Debate ground at Sera Me, India


After spending a few days in Sera to witness the study of Buddhadharma as a living tradition, we headed to Nalanda, which in the past constituted one of the largest centers of learning of Buddhism. Nalanda University is located in the province of Bihar, India, established in circa the 5th century CE. Equipped with dormitories, Nalanda is the first residential university in the world, where students from China, Korea, Sri Lanka, Indonesia and other regions came to study. In its heydays, there were more than 10,000 students and 2,000 lecturers/teachers at Nalanda. Remarkably, subjects taught at that time already included pancavidya: logic (hetuvidya), grammar/literature (sabdavidya), medicine (cikitsavidya), art (silpasthanavidya), and inner science (adhyatmavidya). It is said that the monks who intended to study at Nalanda would first complete ‘preparatory studies’ at Muarajambi, in order to learn the subjects in advance (similar to conducting preparations required to enter into Ivy League Universities), including Yi Jing.

To date, Nalanda still has the remains of podiums, yards, wells and irrigation canals, ponds, and arrangement of bricks that previously served as rooms. Included also is a three-layered ladder that symbolizes the three dynasties: Gupta, Harshavadan and Pala.

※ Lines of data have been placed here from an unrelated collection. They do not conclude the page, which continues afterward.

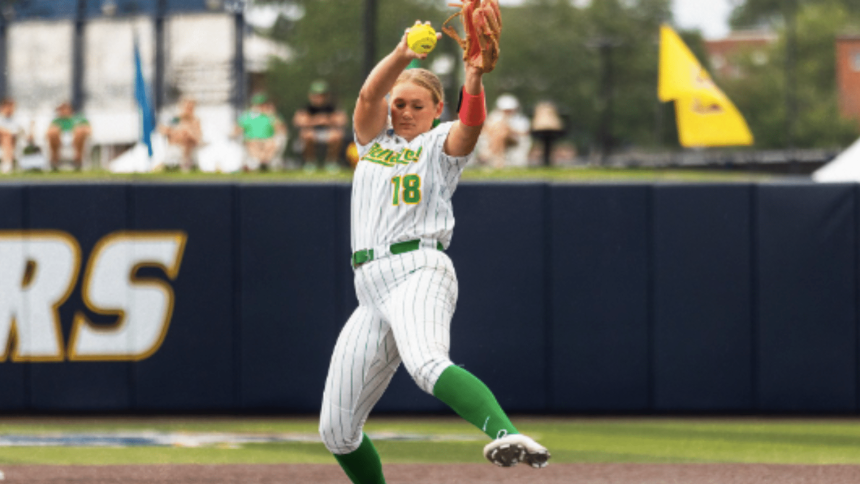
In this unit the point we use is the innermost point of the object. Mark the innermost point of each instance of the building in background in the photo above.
(848, 75)
(726, 55)
(82, 51)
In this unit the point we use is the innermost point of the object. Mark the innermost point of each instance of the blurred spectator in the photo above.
(183, 137)
(320, 123)
(506, 140)
(10, 130)
(263, 132)
(547, 128)
(68, 129)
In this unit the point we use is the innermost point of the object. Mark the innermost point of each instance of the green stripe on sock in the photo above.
(472, 400)
(362, 466)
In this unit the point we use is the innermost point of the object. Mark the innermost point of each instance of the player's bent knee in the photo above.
(427, 373)
(337, 437)
(339, 444)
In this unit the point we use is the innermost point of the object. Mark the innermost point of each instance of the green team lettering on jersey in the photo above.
(389, 157)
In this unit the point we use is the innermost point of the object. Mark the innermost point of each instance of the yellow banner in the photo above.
(706, 116)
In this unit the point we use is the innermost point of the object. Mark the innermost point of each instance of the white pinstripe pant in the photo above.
(406, 302)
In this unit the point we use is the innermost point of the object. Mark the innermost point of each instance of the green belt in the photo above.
(366, 255)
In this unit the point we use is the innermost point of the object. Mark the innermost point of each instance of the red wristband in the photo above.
(473, 111)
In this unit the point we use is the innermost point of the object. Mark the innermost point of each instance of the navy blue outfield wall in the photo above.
(637, 298)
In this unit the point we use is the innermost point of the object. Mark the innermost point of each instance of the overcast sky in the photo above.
(709, 16)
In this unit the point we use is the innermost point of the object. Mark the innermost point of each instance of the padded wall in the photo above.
(88, 212)
(15, 396)
(599, 279)
(702, 307)
(806, 306)
(613, 298)
(288, 295)
(195, 366)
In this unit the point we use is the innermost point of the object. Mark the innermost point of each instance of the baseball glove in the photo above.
(482, 23)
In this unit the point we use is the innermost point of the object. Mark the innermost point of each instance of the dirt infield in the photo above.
(439, 474)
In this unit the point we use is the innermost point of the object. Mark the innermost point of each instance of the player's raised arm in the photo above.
(464, 134)
(371, 110)
(482, 24)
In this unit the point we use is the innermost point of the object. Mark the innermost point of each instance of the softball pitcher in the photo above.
(402, 221)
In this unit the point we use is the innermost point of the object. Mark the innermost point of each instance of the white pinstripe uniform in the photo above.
(400, 192)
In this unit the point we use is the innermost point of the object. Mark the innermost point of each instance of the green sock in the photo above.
(473, 401)
(363, 465)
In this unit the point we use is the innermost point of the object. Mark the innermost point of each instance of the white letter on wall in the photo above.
(38, 270)
(143, 307)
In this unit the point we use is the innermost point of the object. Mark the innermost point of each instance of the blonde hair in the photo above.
(423, 78)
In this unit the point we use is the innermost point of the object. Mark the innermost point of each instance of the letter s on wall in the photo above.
(143, 306)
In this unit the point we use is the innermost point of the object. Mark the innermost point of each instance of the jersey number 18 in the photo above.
(409, 186)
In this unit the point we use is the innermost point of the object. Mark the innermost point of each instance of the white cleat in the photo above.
(512, 449)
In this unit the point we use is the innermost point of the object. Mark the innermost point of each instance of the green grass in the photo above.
(786, 441)
(572, 175)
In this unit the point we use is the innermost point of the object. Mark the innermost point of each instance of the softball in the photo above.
(421, 39)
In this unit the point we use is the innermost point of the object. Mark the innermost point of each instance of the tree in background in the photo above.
(551, 51)
(760, 93)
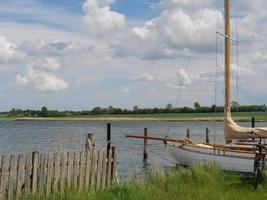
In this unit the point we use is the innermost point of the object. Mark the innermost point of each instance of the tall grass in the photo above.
(198, 182)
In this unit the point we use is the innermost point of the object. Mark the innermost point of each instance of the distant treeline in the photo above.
(45, 112)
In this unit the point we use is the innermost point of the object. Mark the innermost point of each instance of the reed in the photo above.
(197, 182)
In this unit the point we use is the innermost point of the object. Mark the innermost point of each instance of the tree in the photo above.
(196, 106)
(97, 110)
(110, 109)
(44, 111)
(135, 109)
(169, 106)
(234, 106)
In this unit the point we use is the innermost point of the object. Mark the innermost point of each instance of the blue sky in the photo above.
(79, 54)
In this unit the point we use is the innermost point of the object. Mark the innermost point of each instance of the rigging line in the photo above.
(145, 83)
(149, 3)
(216, 87)
(237, 52)
(180, 82)
(187, 62)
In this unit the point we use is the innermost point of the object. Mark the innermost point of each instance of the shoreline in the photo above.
(129, 119)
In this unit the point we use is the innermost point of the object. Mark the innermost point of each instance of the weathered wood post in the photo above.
(108, 137)
(34, 178)
(145, 146)
(207, 136)
(188, 136)
(253, 122)
(90, 142)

Nalanda Mahavihara, Bihar, India

Xuan Zang

Within the Nalanda Mahavihara complex stands the Xuan Zang Memorial Hall, which was the result of a joint cooperation between India and China. Determined to receive Buddhist teachings from authentic sources, Xuan Zang set out on a journey to India and spent several years in Nalanda, where he studied and taught. As a result, he took back with him numerous Sanskrit manuscripts, which he then translated into Chinese language. Thanks to his travels and notes, Buddhism flourished in China and also in other parts of the world, and hence the tachings was able to be preserved. It is said that it is primarily due to the detailed records of Xuan Zang that Nalanda could be successfully reconstructed from its ruins.

Xuan Zang Memorial Hall at Nalanda, India


Our next stop was Vikramashila University, which was one of the two most important centers of learning of Buddhadharma, besides Nalanda. Vikramashila fame spread, one of the reason was due to Acharya Dipamkara Srijnana stayed and taught here for a period of time and also served as its Academic Head (comparable to an education director or university rector).

Acharya Dipamkara Srijnana, who became known as Lama Atisha, was one of the alumni from Indonesia, i.e. Muarajambi. Studying under Acharya Dharmakirti, Dipamkara Srijnana lived and studied at Suwarnadwipa for 12 years. After studying in Indonesia, he returned to India and taught at Nalanda and Vikramashila, before he was invited to Tibet.

Vikramashila, Bihar, India

This trip left many deep impressions and insights; as if retracing in the footsteps of past great spiritual explorers who endeavored to master the Buddhadharma, as well as to preserve the teachings and culture that prevails to this very day. There was also a sense of happiness and gratitude for those who supported and facilitated this trip, especially to have been granted the opportunity to witness and get a direct, first-hand experience of these magnificent sites, which turned out to be so close to us, to Muarajambi and Indonesia.

The trip to India with lecturers of the University of Indonesia. Dr. R. Cecep Eka Permana (far left), Prof. Dr. A. Aris Munandar (2nd from left), (Candidate Prof.) Agus Widiatmoko (4th from left).